9. Nintendo flops with the 3DS. Nintendo bet heavily that stereoscopic 3D would wow users, but its handheld 3DS didn’t take off like the Wii or the DS did. Beset by competition from Apple and Google Android devices, the 3DS wasn’t as appealing, since games could cost as much as $40 each, compared to free or 99 cent iPhone games. Nintendo had to slash its price on the 3DS by 40 percent and accept a fiscal year loss for first time in decades of outstanding financial performance. Sales have improved, but the jury is still out. The problem is that kids have an easy migration path from the iPod Touch to the iPhone to the iPad.
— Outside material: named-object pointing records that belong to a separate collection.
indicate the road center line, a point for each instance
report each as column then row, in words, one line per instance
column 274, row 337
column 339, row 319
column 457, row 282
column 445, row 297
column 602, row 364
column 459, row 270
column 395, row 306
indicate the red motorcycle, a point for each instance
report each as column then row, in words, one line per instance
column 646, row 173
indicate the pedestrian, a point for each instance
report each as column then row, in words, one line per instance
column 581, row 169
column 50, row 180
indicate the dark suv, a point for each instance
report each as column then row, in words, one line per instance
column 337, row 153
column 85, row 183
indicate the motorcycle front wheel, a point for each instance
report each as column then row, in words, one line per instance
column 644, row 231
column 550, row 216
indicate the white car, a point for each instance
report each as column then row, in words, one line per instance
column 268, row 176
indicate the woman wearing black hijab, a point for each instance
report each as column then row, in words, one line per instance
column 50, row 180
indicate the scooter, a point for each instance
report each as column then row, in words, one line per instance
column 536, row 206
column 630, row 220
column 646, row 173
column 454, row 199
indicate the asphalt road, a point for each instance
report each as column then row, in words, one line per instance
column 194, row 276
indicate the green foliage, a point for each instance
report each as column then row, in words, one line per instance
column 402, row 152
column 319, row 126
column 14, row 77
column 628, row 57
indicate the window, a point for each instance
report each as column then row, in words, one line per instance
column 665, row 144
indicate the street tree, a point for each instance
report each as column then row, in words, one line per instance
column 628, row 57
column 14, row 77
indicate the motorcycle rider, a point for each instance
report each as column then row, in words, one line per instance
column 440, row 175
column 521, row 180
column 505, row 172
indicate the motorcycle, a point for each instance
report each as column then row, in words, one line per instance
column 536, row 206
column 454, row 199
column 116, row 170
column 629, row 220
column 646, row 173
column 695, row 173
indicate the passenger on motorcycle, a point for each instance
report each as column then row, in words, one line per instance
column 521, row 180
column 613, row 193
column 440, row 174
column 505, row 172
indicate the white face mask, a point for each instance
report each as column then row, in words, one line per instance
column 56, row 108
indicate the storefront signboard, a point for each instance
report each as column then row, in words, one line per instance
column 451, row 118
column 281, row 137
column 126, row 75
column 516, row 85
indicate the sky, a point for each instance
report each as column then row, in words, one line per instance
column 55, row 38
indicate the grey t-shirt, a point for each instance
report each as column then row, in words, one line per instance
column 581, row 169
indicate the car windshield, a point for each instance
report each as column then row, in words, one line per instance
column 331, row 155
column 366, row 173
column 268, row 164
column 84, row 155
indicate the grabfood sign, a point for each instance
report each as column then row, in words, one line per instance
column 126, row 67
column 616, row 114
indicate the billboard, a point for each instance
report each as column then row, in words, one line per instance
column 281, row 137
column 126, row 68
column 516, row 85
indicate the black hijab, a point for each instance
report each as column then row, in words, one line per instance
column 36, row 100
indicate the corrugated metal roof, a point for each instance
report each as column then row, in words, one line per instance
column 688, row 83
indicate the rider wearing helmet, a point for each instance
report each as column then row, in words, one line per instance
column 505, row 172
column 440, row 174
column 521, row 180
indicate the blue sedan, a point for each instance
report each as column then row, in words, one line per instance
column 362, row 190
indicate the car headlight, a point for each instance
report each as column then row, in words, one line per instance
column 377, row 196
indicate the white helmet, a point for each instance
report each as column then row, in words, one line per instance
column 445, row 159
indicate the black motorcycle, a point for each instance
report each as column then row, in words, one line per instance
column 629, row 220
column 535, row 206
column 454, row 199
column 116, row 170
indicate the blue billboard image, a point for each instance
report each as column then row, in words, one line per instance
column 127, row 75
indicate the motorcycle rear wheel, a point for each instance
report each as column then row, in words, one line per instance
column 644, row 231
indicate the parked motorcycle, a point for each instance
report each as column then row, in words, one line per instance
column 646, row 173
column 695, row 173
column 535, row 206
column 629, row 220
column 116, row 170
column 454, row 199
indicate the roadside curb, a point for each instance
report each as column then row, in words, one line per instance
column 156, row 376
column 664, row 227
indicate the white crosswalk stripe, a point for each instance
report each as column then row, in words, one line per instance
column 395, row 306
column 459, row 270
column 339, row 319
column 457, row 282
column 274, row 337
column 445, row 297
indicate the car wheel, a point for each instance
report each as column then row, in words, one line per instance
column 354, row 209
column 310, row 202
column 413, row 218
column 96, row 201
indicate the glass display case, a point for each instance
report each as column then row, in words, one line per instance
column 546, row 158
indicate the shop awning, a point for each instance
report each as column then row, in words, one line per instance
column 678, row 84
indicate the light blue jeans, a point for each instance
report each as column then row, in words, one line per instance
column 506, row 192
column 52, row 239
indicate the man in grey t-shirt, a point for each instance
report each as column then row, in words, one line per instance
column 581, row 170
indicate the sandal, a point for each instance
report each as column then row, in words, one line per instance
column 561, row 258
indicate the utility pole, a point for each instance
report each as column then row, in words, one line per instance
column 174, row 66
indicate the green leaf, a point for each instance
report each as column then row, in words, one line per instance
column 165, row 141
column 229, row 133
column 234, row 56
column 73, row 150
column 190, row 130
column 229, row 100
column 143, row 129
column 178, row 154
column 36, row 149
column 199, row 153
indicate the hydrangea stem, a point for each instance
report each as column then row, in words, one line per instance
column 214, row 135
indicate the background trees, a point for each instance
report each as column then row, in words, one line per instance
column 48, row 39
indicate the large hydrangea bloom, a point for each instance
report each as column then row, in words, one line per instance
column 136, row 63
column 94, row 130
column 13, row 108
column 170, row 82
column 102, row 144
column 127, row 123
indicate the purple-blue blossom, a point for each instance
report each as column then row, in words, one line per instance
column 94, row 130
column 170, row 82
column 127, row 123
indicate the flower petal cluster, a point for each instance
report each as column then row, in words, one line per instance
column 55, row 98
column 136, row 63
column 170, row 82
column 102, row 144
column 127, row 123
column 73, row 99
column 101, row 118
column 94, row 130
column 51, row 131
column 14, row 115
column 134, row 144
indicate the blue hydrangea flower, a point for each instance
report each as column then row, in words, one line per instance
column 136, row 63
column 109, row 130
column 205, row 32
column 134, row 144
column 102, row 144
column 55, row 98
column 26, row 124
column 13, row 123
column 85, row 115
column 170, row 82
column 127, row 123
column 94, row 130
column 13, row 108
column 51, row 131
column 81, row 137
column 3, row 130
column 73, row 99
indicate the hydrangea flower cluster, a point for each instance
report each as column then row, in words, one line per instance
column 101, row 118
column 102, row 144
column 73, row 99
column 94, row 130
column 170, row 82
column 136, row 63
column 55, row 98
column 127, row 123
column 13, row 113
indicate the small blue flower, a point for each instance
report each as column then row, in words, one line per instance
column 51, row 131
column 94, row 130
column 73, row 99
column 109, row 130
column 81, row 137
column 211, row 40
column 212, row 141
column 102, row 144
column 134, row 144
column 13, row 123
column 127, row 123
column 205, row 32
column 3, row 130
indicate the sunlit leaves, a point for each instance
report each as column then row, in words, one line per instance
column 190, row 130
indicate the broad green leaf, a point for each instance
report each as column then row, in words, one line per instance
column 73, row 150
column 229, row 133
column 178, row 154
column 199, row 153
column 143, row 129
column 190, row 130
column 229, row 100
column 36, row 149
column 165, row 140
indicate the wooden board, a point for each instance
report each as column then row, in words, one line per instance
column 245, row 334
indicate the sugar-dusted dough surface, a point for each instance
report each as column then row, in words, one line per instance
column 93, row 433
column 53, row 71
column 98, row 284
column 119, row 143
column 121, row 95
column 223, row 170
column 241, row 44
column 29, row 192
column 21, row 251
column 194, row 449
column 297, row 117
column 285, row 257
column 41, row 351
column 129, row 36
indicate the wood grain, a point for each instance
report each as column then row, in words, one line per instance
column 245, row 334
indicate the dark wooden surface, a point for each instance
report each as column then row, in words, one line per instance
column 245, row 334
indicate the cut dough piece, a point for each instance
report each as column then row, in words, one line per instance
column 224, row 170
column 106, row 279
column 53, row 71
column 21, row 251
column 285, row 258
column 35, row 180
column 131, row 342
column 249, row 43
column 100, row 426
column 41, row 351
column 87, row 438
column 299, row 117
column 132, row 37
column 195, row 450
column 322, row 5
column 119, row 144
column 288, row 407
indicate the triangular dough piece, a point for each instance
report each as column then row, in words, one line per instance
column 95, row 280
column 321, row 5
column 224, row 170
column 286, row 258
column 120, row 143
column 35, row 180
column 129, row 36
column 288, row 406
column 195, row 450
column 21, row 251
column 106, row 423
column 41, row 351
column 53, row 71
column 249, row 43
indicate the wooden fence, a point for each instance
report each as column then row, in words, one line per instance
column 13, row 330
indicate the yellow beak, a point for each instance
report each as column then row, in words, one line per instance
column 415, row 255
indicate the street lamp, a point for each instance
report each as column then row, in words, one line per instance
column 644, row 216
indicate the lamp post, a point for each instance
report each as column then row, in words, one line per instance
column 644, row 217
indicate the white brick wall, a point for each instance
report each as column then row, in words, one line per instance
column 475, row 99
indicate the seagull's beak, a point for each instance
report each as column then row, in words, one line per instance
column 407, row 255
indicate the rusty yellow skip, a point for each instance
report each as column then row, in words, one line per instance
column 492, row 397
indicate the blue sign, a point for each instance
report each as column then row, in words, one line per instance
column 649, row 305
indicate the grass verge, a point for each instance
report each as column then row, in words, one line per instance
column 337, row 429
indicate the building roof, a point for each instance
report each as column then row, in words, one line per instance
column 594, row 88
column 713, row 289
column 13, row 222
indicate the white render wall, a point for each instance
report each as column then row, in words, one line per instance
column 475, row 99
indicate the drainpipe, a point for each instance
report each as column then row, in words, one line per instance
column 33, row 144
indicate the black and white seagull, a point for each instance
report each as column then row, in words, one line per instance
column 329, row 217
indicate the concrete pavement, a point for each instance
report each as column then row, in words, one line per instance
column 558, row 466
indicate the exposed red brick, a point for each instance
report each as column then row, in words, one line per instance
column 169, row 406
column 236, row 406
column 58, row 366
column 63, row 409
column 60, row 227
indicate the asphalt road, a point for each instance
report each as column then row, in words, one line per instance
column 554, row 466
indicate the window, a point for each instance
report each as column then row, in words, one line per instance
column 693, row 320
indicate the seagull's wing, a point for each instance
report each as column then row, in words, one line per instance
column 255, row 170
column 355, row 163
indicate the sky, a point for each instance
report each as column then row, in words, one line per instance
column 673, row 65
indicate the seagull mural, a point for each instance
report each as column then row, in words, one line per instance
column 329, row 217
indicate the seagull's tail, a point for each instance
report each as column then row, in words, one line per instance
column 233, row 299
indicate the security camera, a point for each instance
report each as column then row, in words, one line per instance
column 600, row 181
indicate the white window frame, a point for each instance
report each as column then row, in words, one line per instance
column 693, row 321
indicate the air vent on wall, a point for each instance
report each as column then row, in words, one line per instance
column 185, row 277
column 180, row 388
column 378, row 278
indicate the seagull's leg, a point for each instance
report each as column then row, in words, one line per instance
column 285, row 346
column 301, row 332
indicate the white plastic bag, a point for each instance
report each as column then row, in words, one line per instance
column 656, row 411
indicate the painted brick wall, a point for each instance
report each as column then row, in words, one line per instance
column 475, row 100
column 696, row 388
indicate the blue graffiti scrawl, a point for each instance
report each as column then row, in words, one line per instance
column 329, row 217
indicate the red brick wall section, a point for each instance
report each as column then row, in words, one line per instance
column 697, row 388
With those options, they may not need a 3DS.

10. Nintendo unveils the Wii U. At the E3 trade show in Los Angeles, Nintendo finally took the wraps off the Wii U console, debuting in 2012. The machine takes Nintendo into the high-definition age, and it sports tablet-like controllers with small displays. The system barely catches up with the processing power of the Xbox 360 and the PlayStation 3. So it’s not clear if gamers are going to go hog-wild about this kind of machine, particularly as Microsoft and Sony are likely to launch more powerful machines in 2013. The ball is in Nintendo’s court. It has to prove that it can recapture the magic of the Wii, which is the best-selling console of the generation but has fallen out of favor.

11. Sony launches the PlayStation Vita. Having put the embarrassment of the PSN hack behind it, Sony launched the PlayStation Vita handheld gaming system in Japan. It is the company’s answer to the 3Ds and the iPhone and iPad, with a high-end console-like gaming experience. The system sales started well enough, though technical troubles have dampened the initial enthusiasm. The system’s success is critical for Sony, but it seems like an uphill battle.

12. The iPhone and Android smartphones triumph over the game portables. Apple helped cement its ascendance in gaming with the launch of the iPad 2 early in the year and the iPhone 4S in the fall. Using the A5 processor, those devices made it possible to run console-like games like Infinity Blade II, and more and more game fans wondered why they would need to buy a dedicated handheld with $40 games. In 2011, iOS and Android had 58 percent of the U.S. portable game market, while Nintendo had 36 percent and the PlayStation Portable had 6 percent. That was a huge turnaround from 2009, when Nintendo had 70 percent with the DS, Sony had 11 percent, and Android and iOS had only 19 percent of the market in terms of game software revenue, according to mobile analytics firm Flurry. Google announced that the Android Market had hit 1 billion app downloads per month. Nintendo responded with the launch of the 3DS, but users didn’t like the stereoscopic 3D and Nintendo had to crater its prices and report a rare loss. Sony trashed the PSP in favor of a new handheld, the PlayStation Vita. That may be too little too late.

13. 3D games finally hit the web. The launch of the Google native client for the Chrome browser went unnoticed by much of the industry on Dec. 8. But the three-year effort makes it possible to play higher-quality 3D graphics games on an ordinary web browser. Square Enix chief executive Yoichi Wada (pictured) said his company has been waiting for the day for a long time. The company created a version of its Mini Ninjas game for Chrome as a “native client” game, and many other titles will follow. The benefits of running a game natively in the Chrome browser are high performance, security, and the ability to port to the system easily. For game developers, this represents a chance for a much wider audience, as Chrome has been downloaded more than 200 million times. Meanwhile, Unity Technologies also launched the ability to debut Unity-based 3D games via Adobe’s new Flash Player 11. That will also get 3D on the wider web.